IT goings-on

Hello everybody – it’s time once again for the weekly IT update.

First up, the Mozilla Operations Centre (or MOC) is up and running!  This new team currently comprises seven employees from all over the world, including the USA, India, and Europe.  They’ll be handling such critical functions as monitoring, tier 1 and 2 support, and issue tracking and escalation for our entire infrastructure.  What’s more, they’ll be acting as a sort of interface layer for the more technical aspects of Mozilla’s mobile partner relationships.  Expect more news about this highly important team in the weeks and months to come.

The RelOps team stopped testing Firefox on OS X 10.7 due to falling usage and the similarity of coverage between 10.8 and 10.6.  They re-purposed all 83 of the Mac Minis running 10.7 to  now run and test on 10.6 – effectively doubling the available 10.6 test capacity.  This had the net effect of reducing 10.6 wait times considerably, thus improving the overall level of service and – most importantly – increasing the satisfaction of developers testing against those targets.

They’re also making progress on the project to standardise all of their virtual machines on a single platform.  Already, all of the KVM “odd ducks” at SCL3 have been replaced, which is a big win in terms of paying off technical debt for all of IT.  Good work, RelOps!

On the topic of performance improvements, Solarce from the WebOps team cleaned out tonnes of old jobs and tasks from our in-house Jenkins system, which has dramatically reduced start-up and task run times, and improved stability overall.

Mozillians physically working in our offices were plagued by a small but highly irritating problem: the tablets used to check and book conference rooms were skewed by up to eight minutes, which meant it was sometimes tricky to reserve rooms properly.  Thankfully, the Desktop and NetOps teams came to the rescue, and the problem is no longer!

Finally, in case you missed it earlier this week, Sheeri from the Database team put up an interesting post about a recent run of MySQL upgrades – highly recommended!

As always, if you have any questions or want to learn more, feel free to comment below or hop on to #it on  See you next time!

A Tale of Two MySQL Upgrades

At the beginning of 2013, Mozilla’s MySQL databases were a mix of MySQL 5.0, Percona’s patched MySQL 5.1, Percona’s patched MySQL 5.5 and MariaDB 5.5. MySQL 5.1 was released in November 2008 – so at the beginning of the year, we still had databases with no new major features in 4 years. Currently we have almost all our databases at Oracle’s MySQL 5.6 – the only stragglers are our cluster running TokuDB and a few machines that are no longer in use. Here’s a graph showing the state of our machines – you can see that in the first half of the year we concentrated on upgrading our 5.0 and 5.1 servers to 5.5, and then in the second half of the year we upgraded everything to MySQL 5.6 (click on the image to get a larger version):

MySQL Versions in 2013

After running some tests, we determined that MariaDB 5.5 was the best option for us and our particular workload. For most of our servers, it did not matter whether we use Percona, MariaDB or Oracle’s MySQL, but our Bugzilla servers really benefited from MariaDB’s better subquery optimization, so we went with that. We had set up some Percona 5.5 servers over the spring/summer of 2012, when we moved some of our infrastructure to a new data center.

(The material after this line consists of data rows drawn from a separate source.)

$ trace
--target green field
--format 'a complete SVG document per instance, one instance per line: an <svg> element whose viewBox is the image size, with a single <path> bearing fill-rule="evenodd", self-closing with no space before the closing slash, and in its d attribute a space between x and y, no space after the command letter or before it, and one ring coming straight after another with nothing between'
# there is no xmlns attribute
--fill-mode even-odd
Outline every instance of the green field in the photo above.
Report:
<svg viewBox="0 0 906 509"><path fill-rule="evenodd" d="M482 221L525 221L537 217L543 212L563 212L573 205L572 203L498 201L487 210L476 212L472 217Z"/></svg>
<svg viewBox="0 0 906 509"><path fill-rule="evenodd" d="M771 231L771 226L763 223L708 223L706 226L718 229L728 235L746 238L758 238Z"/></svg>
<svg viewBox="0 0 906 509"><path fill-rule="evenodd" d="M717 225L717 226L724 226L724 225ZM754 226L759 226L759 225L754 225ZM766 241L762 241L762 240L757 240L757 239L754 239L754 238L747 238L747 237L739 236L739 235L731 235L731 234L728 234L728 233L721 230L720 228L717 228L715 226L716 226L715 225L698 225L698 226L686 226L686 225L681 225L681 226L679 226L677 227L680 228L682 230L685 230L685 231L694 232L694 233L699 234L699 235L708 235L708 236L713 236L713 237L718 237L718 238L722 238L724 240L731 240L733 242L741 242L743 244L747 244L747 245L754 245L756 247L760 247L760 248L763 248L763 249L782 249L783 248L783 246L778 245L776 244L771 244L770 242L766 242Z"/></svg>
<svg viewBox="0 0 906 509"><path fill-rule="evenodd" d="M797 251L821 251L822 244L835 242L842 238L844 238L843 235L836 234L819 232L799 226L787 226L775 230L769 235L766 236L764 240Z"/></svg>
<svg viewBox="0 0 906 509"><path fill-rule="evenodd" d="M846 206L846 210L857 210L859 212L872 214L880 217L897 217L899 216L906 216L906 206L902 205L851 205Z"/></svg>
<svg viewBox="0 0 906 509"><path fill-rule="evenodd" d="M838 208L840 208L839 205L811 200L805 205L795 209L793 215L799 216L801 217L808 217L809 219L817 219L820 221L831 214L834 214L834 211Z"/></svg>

We upgraded to MySQL 5.5 to be on a recent version of MySQL. In the middle of the year, we had a choice – should we stay where we were, or should we upgrade? We had no particular directive from developers to upgrade for the new MySQL 5.6 features. However, we have been doing more and more digging into our systems, and we really wanted the performance_schema features so we could dig even more. We want to be able to parse queries in real-time, perhaps with Anemometer without having to take an offline log file and run pt-query-digest on it.

So, we chose to upgrade to MySQL 5.6. Unfortunately, there were no other GA products to test against – by mid-2013, neither MariaDB nor Percona had a GA 5.6 product, so our bake-off was functional only, not performance-related. Oracle’s MySQL 5.6 passed with flying colors, and so we proceeded to upgrade.

Now, we have a recent and consistent version of MySQL installed, that we can work with to gain insights into our systems. A pretty great goal to have been met for 2013!

IT goings-on

Hello all and welcome to this week’s IT update.  Instead of the usual wrap-up of interesting tidbits from across the team, this post is dedicated to the recent major maintenance event at one of our two primary data centres.  Let’s dive in!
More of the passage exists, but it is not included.